Least squares estimation

A simple approach to estimate thermal performance curves (TPCs) is to perform nonlinear least squares estimation. This finds the curve that minimizes the squared difference between the TPC and the data points.

In this example, we will fit the flexTPC model to data of the radial growth rates of the fungus Metarhizium anisopliae.
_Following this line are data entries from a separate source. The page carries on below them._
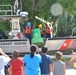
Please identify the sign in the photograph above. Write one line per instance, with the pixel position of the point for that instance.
(13, 43)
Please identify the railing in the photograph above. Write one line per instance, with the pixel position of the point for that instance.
(5, 11)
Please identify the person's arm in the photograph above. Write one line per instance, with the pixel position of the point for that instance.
(51, 68)
(1, 52)
(64, 69)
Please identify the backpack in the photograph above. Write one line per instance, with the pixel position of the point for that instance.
(47, 30)
(27, 30)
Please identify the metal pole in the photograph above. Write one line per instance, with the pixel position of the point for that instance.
(21, 5)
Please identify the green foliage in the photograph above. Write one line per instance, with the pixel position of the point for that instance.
(65, 26)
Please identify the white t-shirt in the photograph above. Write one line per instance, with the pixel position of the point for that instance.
(3, 61)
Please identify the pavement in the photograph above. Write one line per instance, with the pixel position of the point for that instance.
(69, 69)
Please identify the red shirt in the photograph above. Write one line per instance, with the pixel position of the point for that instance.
(17, 66)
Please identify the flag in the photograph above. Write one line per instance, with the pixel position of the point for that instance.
(15, 5)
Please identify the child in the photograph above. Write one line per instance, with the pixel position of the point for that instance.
(59, 66)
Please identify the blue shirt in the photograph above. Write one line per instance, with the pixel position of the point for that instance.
(46, 60)
(32, 64)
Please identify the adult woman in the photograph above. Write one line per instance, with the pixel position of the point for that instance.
(32, 62)
(16, 63)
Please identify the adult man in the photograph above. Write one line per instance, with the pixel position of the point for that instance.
(4, 59)
(46, 65)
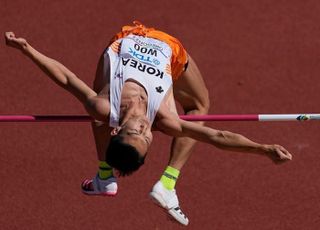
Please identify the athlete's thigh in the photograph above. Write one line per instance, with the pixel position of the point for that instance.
(102, 79)
(190, 89)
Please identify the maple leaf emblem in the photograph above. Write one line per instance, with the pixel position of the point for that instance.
(159, 89)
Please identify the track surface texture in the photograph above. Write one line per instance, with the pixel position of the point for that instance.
(255, 56)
This data is originally from Ouedraogo et al 1997 and was digitized by Kontopoulos et al 2024.

Let’s start by reading in the data and plotting it.

data <- read.csv('TPC_data_examples.csv') # From Kontopoulos et al.
data <- subset(data, data$id == 39697) # Subset Ouedraogo et al dataset.
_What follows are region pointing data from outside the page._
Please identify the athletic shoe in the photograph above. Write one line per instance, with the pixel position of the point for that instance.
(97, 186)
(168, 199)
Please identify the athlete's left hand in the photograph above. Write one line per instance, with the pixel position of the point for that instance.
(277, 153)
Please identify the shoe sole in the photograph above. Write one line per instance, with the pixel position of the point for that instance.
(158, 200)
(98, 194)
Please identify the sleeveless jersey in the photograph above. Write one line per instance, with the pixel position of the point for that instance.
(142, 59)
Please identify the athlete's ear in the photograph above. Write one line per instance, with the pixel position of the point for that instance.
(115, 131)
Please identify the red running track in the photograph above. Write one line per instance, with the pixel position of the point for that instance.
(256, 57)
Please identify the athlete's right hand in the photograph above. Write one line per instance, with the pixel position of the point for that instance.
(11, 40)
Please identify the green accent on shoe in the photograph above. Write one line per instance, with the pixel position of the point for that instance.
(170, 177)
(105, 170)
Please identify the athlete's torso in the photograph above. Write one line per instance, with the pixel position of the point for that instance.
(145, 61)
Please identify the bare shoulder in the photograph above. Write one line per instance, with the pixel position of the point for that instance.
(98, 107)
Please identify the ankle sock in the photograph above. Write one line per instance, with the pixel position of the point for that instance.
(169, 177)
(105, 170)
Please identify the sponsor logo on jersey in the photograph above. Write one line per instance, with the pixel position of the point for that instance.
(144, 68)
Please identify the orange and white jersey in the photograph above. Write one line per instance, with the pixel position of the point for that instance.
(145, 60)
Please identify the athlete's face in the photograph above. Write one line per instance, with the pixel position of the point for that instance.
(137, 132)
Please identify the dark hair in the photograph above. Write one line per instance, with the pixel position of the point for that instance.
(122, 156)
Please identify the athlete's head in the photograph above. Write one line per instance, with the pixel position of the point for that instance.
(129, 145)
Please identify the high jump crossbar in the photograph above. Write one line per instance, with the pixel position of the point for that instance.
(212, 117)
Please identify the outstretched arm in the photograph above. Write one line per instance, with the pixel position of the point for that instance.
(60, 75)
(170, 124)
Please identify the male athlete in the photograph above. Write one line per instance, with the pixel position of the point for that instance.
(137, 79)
plot(data$temperature, data$trait_value, xlim=c(0, 40),
     xlab='Temperature [°C]', ylab='radial growth rate [m / s]',
     pch=20, col='steelblue')

In order to fit flexTPC to this data, we will need to code the model equation and an error function that calculates the squared difference between a curve and the data points.
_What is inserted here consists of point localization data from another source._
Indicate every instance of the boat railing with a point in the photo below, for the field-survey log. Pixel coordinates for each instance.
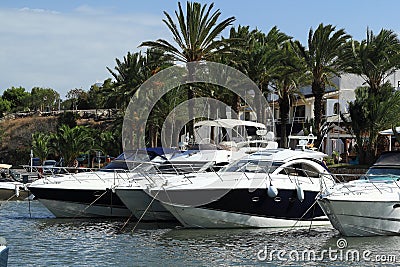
(378, 182)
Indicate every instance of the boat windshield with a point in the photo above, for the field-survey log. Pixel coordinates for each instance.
(382, 173)
(265, 166)
(132, 160)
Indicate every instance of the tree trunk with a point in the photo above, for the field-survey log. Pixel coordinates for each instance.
(190, 95)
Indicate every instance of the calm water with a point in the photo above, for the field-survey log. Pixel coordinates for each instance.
(36, 238)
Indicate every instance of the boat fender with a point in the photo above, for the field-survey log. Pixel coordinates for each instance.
(272, 191)
(17, 190)
(300, 193)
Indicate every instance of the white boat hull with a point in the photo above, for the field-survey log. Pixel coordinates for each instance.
(64, 209)
(142, 206)
(363, 218)
(193, 217)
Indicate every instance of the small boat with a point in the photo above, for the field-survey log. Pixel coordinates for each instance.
(91, 194)
(3, 252)
(11, 190)
(202, 157)
(369, 206)
(273, 188)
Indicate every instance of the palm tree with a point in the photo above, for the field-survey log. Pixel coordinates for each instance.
(323, 61)
(195, 36)
(375, 58)
(370, 113)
# FlexTPC model for thermal performance curves.
# (parametrized with alpha/beta)
flexTPC <- function(temp, Tmin, Tmax, rmax, alpha, beta) {
  s <- alpha * (1 - alpha) / beta^2
  result <- rep(0, length(temp))
  Tidx = (temp > Tmin) & (temp < Tmax)
  result[Tidx] <- rmax * exp(s * (alpha * log( (temp[Tidx] - Tmin) / alpha) 
                  + (1 - alpha) * log( (Tmax - temp[Tidx]) / (1 - alpha)) 
                  - log(Tmax - Tmin)) ) 
  return(result)
}

# Returns a function that calculates the squared error between data and a flexTPC curve.
get_sq_err_fn <- function(temp, y, lower.bounds, upper.bounds) {
  # temp: Vector of measured temperature values.
  # y: Vector of measured performance values.
  # lower_bounds, upper_bounds: Lower and upper bounds for the parameters.
  
  f <- function(par) {
    # Return infinity (worst possible error) if parameters are outside of chosen
    # upper and lower bounds.
    if((sum(par < lower.bounds) + sum(par > upper.bounds)) > 0) {
      return(Inf)    
    } else {
      # Otherwise return squared difference between data and flexTPC curve.
      return(sum((y - flexTPC(temp, par[1], par[2], par[3], par[4], par[5]))^2))
  }
  }
  return(f) 
}

We also need an initial guess for the parameters for the flexTPC model. We will input these initial parameters and the error function to minimize into the function in R. The intuitive parameters of the flexTPC model make it simple to choose reasonable starting parameter values.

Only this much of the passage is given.